Gelombang Pembatalan Penerbangan Akibat Harga Avtur, Jemaah Umrah Terdampak
- account_circle Muhammad Fadli
- calendar_month 18 jam yang lalu
- visibility 7

HAMRANEWS – Sejumlah calon jemaah umrah dan penumpang pesawat ramai mengeluhkan pembatalan jadwal penerbangan secara mendadak dalam beberapa hari terakhir. Keluhan tersebut banyak bermunculan di media sosial, dengan pola serupa: maskapai cenderung membatalkan penerbangan dibandingkan menundanya.
Fenomena ini terjadi di berbagai rute, terutama penerbangan menuju kawasan Timur Tengah. Selain diduga dipengaruhi eskalasi konflik di kawasan tersebut, lonjakan harga bahan bakar pesawat (avtur) disebut menjadi faktor utama yang menekan operasional maskapai.
Salah satu kejadian terjadi di Bandara Internasional Sultan Hasanuddin. Seorang warganet melalui akun abcd2422 membagikan video yang memperlihatkan calon jemaah umrah gagal berangkat setelah mendapat pemberitahuan mendadak dari maskapai Flyadeal.
Dalam video tersebut, penanggung jawab maskapai, Firman, menyampaikan permohonan maaf kepada para penumpang.
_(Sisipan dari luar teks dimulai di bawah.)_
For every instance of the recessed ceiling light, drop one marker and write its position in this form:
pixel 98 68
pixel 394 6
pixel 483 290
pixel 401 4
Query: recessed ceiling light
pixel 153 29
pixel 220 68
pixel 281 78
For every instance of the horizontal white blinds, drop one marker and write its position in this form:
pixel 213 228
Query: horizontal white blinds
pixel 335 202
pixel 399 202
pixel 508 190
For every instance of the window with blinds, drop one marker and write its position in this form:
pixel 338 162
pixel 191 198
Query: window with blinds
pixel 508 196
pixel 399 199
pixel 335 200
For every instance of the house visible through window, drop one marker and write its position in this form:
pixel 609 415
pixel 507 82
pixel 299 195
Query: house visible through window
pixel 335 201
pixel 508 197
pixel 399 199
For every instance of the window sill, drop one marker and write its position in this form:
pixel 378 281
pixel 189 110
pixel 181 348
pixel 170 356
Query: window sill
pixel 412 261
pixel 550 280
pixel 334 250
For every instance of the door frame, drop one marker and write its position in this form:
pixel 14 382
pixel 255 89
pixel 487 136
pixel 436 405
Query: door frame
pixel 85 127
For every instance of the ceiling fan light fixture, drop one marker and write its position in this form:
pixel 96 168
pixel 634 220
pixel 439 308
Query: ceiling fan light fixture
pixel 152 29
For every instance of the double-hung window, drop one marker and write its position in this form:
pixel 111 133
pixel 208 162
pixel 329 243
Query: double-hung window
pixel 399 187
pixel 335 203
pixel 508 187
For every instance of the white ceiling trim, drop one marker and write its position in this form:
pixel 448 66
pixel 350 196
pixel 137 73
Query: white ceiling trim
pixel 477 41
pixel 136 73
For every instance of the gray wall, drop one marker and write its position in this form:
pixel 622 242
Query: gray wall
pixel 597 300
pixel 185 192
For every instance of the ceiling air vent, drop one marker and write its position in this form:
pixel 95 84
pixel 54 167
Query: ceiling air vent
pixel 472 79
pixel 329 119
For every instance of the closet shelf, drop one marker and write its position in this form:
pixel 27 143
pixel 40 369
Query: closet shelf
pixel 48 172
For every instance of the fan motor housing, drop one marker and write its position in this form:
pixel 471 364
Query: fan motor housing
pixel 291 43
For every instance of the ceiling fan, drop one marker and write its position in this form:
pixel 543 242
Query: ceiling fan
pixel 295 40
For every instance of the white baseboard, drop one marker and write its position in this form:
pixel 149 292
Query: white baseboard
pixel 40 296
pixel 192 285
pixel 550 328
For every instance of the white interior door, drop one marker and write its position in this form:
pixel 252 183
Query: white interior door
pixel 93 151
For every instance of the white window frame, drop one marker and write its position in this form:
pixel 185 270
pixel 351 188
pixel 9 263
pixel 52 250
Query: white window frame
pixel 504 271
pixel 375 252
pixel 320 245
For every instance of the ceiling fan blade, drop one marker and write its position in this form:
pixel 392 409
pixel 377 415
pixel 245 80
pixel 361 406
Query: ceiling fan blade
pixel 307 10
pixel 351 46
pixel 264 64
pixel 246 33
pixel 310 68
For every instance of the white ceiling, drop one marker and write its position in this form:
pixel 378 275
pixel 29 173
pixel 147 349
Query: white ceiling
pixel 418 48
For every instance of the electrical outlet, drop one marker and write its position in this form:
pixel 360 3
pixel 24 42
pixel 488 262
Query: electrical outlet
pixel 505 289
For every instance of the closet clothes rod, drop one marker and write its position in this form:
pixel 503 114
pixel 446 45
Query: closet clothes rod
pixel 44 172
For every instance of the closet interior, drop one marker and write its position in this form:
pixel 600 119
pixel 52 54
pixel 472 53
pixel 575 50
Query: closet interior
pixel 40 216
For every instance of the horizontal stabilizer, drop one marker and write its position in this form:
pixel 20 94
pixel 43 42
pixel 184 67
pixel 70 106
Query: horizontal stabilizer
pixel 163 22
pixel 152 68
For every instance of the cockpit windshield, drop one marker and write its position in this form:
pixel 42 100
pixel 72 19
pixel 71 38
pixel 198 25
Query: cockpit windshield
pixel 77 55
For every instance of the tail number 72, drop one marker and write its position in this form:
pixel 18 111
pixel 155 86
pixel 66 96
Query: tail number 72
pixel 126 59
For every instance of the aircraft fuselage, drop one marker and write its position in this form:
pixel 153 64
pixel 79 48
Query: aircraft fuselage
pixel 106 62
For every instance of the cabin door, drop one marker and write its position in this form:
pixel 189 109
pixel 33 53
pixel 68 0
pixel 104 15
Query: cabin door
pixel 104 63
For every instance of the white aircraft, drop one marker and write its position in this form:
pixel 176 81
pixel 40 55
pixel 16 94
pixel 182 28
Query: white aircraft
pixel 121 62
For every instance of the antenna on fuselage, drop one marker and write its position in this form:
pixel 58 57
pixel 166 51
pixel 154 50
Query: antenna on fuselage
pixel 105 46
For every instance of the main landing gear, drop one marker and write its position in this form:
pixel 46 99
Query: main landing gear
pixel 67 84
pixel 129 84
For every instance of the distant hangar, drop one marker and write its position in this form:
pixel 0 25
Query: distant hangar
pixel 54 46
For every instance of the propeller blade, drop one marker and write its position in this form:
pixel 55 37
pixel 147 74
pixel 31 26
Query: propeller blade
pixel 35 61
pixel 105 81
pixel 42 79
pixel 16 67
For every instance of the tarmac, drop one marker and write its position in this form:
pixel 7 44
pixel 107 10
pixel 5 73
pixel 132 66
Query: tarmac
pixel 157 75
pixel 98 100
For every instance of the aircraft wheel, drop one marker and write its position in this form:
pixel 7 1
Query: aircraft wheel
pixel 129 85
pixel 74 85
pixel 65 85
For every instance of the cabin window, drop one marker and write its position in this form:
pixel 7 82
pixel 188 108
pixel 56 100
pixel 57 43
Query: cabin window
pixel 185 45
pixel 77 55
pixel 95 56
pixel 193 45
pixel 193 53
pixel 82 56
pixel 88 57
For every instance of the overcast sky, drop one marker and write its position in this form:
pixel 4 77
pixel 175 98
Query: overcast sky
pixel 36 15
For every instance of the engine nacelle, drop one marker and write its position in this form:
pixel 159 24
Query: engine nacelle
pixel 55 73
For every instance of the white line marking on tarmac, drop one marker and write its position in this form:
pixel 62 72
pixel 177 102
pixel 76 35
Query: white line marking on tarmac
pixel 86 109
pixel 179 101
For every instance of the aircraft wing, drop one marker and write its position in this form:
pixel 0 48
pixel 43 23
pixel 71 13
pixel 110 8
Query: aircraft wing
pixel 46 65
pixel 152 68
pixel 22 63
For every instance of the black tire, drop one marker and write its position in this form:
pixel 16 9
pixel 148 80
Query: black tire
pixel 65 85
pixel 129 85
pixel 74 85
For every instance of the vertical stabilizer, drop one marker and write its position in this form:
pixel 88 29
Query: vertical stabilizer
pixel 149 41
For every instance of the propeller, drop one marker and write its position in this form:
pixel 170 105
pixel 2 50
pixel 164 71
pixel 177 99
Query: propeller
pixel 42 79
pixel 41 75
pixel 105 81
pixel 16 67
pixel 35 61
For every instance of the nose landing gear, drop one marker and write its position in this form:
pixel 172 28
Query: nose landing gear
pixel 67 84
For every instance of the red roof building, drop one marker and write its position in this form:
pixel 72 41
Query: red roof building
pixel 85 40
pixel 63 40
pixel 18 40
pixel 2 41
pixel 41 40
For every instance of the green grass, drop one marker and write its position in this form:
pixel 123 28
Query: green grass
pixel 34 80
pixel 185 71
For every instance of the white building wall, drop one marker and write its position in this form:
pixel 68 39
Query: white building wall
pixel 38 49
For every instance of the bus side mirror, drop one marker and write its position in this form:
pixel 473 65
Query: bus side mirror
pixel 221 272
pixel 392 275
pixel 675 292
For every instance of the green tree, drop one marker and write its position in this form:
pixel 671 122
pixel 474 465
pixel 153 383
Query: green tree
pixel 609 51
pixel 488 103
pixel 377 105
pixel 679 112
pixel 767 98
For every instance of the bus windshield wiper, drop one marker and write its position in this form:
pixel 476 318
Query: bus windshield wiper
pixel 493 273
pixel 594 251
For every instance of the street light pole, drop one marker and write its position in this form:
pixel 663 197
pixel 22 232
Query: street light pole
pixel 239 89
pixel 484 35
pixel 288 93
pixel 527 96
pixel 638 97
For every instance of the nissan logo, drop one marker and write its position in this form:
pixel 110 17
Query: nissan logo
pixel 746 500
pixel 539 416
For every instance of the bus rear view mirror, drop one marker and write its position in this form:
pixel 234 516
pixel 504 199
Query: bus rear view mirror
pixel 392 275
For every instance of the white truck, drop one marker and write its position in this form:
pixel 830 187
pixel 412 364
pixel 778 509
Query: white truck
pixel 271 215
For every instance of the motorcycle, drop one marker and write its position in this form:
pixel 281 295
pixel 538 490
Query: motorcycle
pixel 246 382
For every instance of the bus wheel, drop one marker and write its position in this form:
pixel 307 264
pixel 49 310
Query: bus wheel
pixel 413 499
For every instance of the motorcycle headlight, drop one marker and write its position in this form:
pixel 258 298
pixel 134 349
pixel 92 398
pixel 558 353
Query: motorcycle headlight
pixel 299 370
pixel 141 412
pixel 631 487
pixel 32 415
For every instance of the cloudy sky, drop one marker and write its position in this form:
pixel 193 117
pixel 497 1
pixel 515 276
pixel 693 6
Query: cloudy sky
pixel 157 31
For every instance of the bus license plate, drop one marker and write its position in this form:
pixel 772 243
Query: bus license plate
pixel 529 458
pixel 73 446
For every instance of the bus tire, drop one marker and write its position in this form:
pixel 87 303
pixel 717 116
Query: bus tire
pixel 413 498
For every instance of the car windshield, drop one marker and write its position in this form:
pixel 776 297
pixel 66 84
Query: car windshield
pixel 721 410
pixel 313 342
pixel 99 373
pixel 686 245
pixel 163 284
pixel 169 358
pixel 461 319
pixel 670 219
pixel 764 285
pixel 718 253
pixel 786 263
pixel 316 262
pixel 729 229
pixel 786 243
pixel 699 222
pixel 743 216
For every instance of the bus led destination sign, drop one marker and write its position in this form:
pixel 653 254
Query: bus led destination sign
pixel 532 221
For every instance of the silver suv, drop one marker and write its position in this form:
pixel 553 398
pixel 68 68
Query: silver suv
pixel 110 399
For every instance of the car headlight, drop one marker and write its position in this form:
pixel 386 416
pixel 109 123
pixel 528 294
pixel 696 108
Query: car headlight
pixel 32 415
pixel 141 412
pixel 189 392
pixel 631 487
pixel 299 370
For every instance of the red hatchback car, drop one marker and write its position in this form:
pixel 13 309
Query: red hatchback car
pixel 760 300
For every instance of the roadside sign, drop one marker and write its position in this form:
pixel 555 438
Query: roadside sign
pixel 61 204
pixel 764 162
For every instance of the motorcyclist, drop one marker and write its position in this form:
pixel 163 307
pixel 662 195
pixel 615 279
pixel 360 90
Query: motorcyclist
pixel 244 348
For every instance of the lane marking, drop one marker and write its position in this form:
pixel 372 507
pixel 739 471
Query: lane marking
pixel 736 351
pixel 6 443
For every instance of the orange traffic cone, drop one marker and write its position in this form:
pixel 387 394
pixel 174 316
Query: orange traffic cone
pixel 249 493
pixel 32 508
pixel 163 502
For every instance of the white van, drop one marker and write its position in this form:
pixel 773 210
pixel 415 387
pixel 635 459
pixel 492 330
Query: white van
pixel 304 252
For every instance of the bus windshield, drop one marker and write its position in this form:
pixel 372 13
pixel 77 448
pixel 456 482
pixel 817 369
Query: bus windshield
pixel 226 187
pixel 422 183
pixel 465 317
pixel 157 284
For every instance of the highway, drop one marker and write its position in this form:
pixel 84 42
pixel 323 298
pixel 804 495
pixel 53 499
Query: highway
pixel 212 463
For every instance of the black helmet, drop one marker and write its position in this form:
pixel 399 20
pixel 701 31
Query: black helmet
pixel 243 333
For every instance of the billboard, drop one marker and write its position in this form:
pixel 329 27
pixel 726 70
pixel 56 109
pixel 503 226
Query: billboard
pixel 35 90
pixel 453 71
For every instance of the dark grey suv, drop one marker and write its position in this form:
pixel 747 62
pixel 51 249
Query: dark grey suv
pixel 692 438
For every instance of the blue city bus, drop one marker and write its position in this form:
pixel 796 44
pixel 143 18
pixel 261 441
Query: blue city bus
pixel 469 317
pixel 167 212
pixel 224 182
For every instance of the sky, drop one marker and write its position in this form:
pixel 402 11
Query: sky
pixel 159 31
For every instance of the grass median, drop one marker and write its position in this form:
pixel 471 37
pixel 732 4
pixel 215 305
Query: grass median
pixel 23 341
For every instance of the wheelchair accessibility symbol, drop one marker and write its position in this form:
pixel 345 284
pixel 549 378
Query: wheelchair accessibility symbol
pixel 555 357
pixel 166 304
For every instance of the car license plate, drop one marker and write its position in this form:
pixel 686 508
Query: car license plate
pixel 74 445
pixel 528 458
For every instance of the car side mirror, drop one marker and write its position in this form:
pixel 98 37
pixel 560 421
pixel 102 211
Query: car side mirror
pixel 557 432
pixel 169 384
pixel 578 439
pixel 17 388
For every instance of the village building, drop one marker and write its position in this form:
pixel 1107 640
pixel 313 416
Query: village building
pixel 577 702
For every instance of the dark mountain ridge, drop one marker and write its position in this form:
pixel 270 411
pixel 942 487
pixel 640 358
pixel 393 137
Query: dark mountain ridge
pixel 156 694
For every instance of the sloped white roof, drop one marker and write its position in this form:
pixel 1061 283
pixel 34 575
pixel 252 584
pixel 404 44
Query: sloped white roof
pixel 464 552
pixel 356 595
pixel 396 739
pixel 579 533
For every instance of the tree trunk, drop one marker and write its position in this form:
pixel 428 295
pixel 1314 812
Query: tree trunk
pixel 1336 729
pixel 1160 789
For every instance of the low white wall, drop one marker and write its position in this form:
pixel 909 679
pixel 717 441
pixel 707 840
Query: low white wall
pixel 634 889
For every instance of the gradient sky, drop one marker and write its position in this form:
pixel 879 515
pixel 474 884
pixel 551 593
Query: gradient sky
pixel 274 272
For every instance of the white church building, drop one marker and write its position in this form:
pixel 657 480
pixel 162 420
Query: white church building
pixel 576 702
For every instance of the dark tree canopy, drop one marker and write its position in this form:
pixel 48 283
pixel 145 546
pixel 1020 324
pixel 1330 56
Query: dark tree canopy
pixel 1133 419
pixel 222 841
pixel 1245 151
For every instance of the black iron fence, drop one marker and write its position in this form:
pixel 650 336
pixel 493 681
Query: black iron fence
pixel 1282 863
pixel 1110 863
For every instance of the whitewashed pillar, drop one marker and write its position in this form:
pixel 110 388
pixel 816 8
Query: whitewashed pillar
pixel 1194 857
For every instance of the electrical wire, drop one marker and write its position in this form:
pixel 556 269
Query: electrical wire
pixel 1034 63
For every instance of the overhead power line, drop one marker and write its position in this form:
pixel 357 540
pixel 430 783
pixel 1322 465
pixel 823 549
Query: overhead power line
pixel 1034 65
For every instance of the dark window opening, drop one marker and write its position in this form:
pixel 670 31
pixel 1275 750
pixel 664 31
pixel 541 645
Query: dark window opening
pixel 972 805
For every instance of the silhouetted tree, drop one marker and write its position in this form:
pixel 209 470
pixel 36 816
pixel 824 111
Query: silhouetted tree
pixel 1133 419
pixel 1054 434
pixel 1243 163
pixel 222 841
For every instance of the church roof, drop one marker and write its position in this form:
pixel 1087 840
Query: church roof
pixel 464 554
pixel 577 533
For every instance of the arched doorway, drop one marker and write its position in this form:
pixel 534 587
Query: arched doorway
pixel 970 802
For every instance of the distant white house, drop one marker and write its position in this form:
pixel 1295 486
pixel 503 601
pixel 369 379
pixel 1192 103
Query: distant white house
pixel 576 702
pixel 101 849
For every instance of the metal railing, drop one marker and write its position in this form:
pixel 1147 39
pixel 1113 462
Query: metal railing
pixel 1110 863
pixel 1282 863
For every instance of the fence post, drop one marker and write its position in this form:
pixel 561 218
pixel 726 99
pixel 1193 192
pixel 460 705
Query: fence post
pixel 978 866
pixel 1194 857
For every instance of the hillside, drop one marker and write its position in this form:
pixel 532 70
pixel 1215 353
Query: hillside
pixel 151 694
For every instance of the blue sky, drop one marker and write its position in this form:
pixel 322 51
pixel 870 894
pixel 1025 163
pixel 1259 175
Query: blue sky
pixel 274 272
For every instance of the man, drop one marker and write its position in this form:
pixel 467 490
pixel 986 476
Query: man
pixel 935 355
Ia menjelaskan bahwa penerbangan dialihkan ke awal musim umrah pada bulan Juli.
“Kita alihkan penerbangannya ke awal musim umrah bulan 7 nanti. Kami mohon maaf, karena penerbangan lain pun tidak bisa berangkat. Itu pun kita baru dapat info satu jam lalu,” ujarnya di hadapan calon jemaah.
Keluhan serupa juga disampaikan akun media sosial weposetrave yang menyebut banyak traveler mengalami pembatalan sepihak. Mereka mengaitkan kondisi ini dengan tingginya harga avtur yang memaksa maskapai melakukan penyesuaian operasional.
“Efeknya, jadwal penerbangan ikut terdampak,” tulis akun tersebut. Mereka juga mengimbau calon penumpang untuk rutin mengecek status penerbangan, menyiapkan rencana cadangan, serta menghindari jadwal perjalanan yang terlalu mepet.
Berdasarkan data, per 1 April 2026 harga avtur domestik mengalami lonjakan signifikan hingga 70–80 persen. Di Bandara Soekarno-Hatta, misalnya, harga avtur naik dari Rp13.656,51 per liter pada Maret 2026 menjadi Rp23.551,08 per liter pada April 2026, atau meningkat sekitar 72,45 persen.
Kenaikan ini membuat biaya operasional maskapai membengkak. Dalam kondisi harga tiket yang sudah terlanjur dibeli penumpang dengan tarif lama, sejumlah maskapai berpotensi mengalami kerugian jika tetap menerbangkan pesawat.
Menanggapi situasi tersebut, INACA mendesak pemerintah segera menyesuaikan kebijakan tarif penerbangan. Ketua Umum INACA, Denon Prawiraatmadja, meminta adanya kenaikan biaya tambahan bahan bakar (fuel surcharge) serta penyesuaian tarif batas atas (TBA) hingga 15 persen.
“Kami mendesak pemerintah untuk segera melakukan penyesuaian kenaikan biaya tambahan bahan bakar (fuel surcharge) avtur dan Tarif Batas Atas (TBA) penerbangan domestik,” ujarnya dalam keterangan resmi.
Jika usulan tersebut disetujui, harga tiket pesawat berpotensi ikut naik. Artinya, masyarakat yang terbiasa bepergian menggunakan transportasi udara, termasuk calon jemaah umrah, harus bersiap menghadapi biaya perjalanan yang lebih tinggi.
Situasi ini menjadi peringatan bagi calon penumpang agar lebih waspada dalam merencanakan perjalanan, khususnya ke luar negeri, di tengah dinamika global dan tekanan biaya yang sedang dihadapi industri penerbangan.